YORUM | YÜKSEL DURGUT
Ukrayna’nın 24 Ağustos’da bağımsızlık günü, başkente olası Rus saldırısı riski nedeniyle Kiev’de herhangi bir kutlama yapılmadı. Ancak bundan bir yıl önce başkentteki Bağımsızlık Meydanı, Ukrayna’nın bağımsızlığının 30. yıldönümü kutlamaları nedeniyle dolup taşmıştı.
Vladimir Putin’in, savaş olarak nitelendirmediği ‘özel askeri operasyonunun’ üzerinden 6 ay geçti. Dünyanın seyrini değiştiren Avrupa’nın göbeğindeki bu savaşın barış ile sonuçlanması ise hala sis perdesinin arkasında saklı.
Ukrayna’nın fethini savunan Darya Dugina geçen Cumartesi Moskova’da bomba yüklü araçla saldırıya uğradı. Bu ölüm iki ülke arasındaki gerginliği daha da arttırdı. Bu saldırının hedefinde, Ukrayna’nın işgalini savunan Putin’in ‘akıl hocası’ aşırı milliyetçi Aleksandr Dugin olduğu kabul ediliyor.
Dugin, aralarındaki kişisel bağlantı net olmasa da, “Putin’in beyni” veya son Rus İmparatoru II. Nikolay’ın ailesiyle samimiyet kurarak İmparatorluk topraklarında hatırı sayılır nüfuz kazanan ve kendini kutsal bir adam olarak gören Rus mistikti “Rasputin” olarak da anılıyor.
Dugin, Rus medyasında kaleme aldığı yazılarında, Putin’e dolaylı olarak göndermelerde bulunarak, Rus ulusunu da kapsayan “Russkiy Mir” ile Ukrayna egemenliğine karşı rahatsız olanlara karşı dik durması gerektiğini tembihliyor.

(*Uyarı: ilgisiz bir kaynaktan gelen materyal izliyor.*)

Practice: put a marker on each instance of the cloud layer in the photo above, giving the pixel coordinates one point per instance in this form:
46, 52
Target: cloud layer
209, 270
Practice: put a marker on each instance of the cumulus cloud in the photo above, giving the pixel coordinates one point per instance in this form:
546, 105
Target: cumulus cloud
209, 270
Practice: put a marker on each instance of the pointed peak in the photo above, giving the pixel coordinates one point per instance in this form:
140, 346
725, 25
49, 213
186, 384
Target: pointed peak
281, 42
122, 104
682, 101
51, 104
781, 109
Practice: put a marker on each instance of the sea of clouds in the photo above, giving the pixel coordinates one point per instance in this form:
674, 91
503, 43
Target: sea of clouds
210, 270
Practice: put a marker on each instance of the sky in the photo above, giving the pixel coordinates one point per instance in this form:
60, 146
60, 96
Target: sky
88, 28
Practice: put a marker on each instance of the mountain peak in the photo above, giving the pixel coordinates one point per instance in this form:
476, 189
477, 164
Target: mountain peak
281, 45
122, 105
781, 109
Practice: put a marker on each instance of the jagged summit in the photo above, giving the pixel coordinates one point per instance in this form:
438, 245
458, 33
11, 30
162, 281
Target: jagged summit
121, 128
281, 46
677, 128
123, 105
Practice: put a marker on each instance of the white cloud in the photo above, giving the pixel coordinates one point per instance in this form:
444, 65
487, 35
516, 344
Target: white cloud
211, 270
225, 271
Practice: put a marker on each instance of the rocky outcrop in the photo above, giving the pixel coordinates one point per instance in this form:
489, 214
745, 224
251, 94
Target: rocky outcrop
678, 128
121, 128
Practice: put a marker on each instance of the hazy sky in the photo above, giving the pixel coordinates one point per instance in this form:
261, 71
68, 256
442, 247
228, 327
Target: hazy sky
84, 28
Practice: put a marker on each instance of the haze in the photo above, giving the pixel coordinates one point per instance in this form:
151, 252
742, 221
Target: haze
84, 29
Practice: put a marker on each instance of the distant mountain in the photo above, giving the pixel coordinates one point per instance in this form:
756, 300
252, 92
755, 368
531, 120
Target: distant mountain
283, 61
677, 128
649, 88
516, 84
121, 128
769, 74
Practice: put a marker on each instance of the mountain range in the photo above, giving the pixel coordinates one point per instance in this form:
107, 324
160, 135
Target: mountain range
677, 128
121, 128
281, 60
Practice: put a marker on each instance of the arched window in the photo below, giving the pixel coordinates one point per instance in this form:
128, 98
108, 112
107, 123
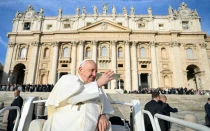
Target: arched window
166, 81
22, 53
43, 79
104, 51
120, 52
189, 53
66, 52
46, 53
88, 53
163, 53
143, 52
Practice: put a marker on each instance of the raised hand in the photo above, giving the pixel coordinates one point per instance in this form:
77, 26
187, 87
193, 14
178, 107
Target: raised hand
105, 78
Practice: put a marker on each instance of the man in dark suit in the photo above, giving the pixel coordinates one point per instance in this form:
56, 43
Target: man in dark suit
166, 110
207, 109
18, 101
153, 107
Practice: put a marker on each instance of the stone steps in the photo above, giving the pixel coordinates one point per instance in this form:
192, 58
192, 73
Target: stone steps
193, 104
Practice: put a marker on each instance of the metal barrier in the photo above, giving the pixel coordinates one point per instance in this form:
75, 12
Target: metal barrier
151, 119
39, 101
180, 122
18, 114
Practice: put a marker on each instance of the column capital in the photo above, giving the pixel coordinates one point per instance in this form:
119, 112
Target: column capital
175, 43
81, 42
134, 43
56, 43
94, 42
113, 42
74, 43
36, 43
203, 45
11, 44
127, 42
153, 43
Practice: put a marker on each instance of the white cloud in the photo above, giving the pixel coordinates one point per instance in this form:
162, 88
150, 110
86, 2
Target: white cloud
2, 42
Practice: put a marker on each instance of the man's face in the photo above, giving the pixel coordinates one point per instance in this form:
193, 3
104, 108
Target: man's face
157, 98
16, 93
88, 72
164, 100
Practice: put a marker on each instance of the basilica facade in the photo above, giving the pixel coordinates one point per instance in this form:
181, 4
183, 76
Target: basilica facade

Başkan Vladimir Putin, “Russkiy Mir” (Rus Dünyası) kavramını ortaya atarak Kırım’ın ilhakını haklı çıkarmaya çalışmıştı. Rusların “bölünmüş bir ulus” içinde yaşadıklarından bahsetmiş ve “Tarihi Rusya birliğinin yeniden kurulması” arzusunu Kırım’ın işgali ile dile getirmişti. Dış güçlerden korunması gereken ve Rus çıkarları alanı olarak tanımladığı “Geniş Rus Medeniyeti”nin varlığını da vurgulamıştı.
Rus gizli servisi, Dugina suikastının arkasında, mülteci taklidi yaparak Rusya’ya giren ve ardından Estonya’ya kaçan neo-Nazi Azak tugayının bir tetikçisinin olduğu sonucuna vardı. Bu senaryo pek mantıksız olmasa da, açıklamalar Kiev tarafından reddedildi. Yıllardır sonuçsuz kalan soruşturmalar göz önüne alındığında, Rus istihbaratının saldırıyı 36 saatten kısa bir sürede çözmesi ise farklı yorumlara neden oldu.

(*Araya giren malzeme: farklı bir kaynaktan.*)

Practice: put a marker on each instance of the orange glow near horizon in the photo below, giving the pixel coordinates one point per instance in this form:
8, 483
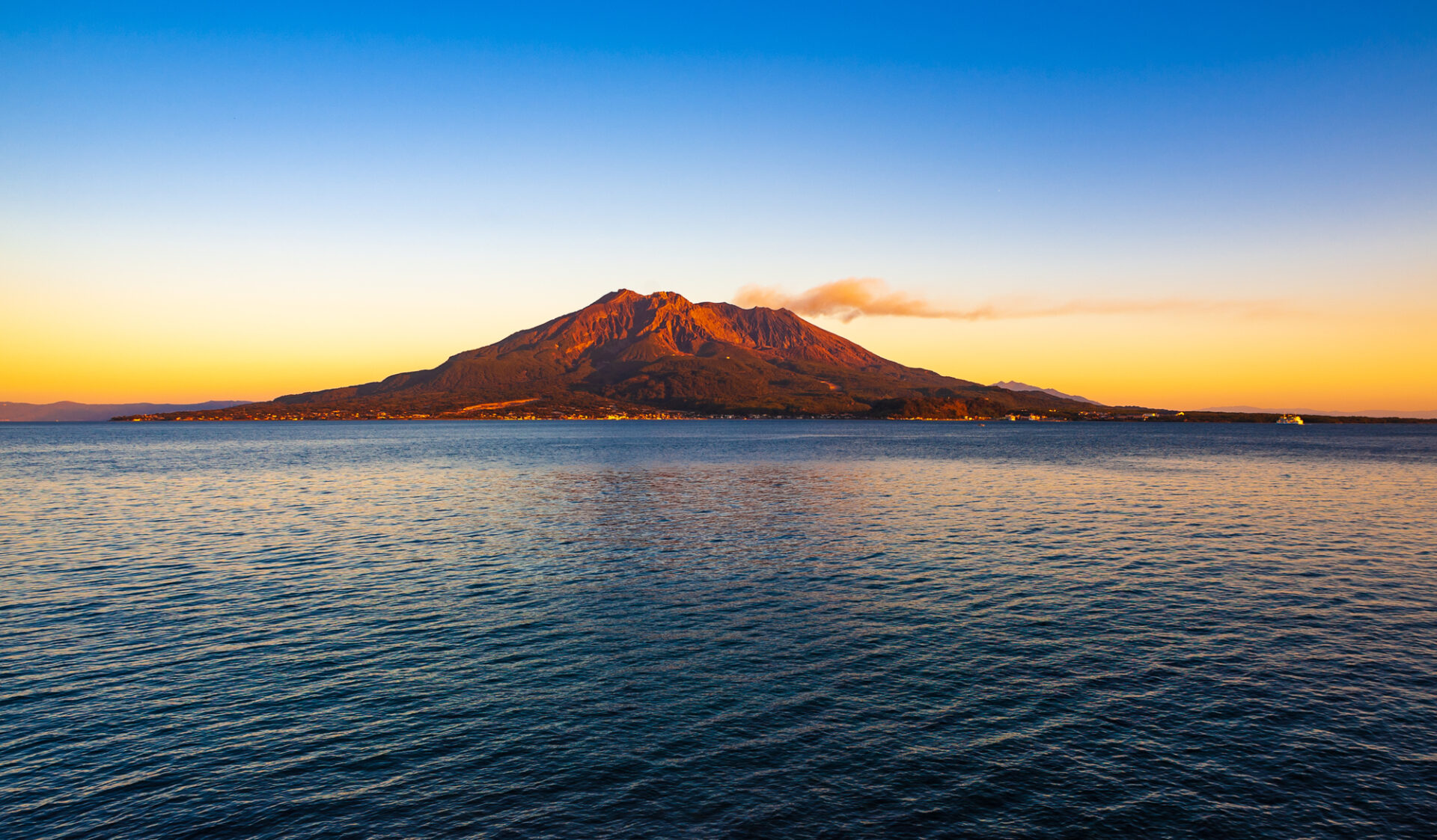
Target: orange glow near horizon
1341, 358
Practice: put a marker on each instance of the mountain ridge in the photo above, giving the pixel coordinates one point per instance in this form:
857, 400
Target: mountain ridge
629, 354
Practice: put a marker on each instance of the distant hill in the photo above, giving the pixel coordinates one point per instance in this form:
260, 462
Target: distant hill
635, 355
1321, 412
1049, 391
98, 411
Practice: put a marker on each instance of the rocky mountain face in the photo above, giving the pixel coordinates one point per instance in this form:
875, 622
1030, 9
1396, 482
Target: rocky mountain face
643, 354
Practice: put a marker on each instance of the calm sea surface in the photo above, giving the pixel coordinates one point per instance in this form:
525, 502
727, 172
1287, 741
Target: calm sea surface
718, 629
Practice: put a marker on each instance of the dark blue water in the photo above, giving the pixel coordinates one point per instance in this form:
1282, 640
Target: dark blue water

Saldırının ardından Rusya’nın ileri gelen siyasetçileri içindeki çekişmelerle ilgili bir dizi spekülatif söylentiler de yayınlandı. Suikast üzerindeki sis perdesi henüz aralanmadı. Ancak şu an için, Moskova’nın penceresinden bakıldığında, bu suikastın da ötesinde tek sorun, kötü şekilde ilerleyen askeri operasyon üzerinde artan baskı.
YANLIŞ İSTİHBARAT
Başlangıçta Putin’in Ukrayna konusundaki hırsı ne olursa olsun, istihbarat birimleri tarafından yeniden bilgilendirilmesi gerekiyor. Kiev, ilk bombardıman saldırıları sonucunda yıkılmadı. Saddam Hüseyin’in aksine, Volodymyr Zelensky saklanmak zorunda kalmadı. ABD basınında çıkan son haberler, Putin’in istihbarat teşkilatı Federal Güvenlik Servisi (FSB) ve güvendiği diğer kaynaklar tarafından kesinlikle yanlış yönlendirildiğini gösteriyor.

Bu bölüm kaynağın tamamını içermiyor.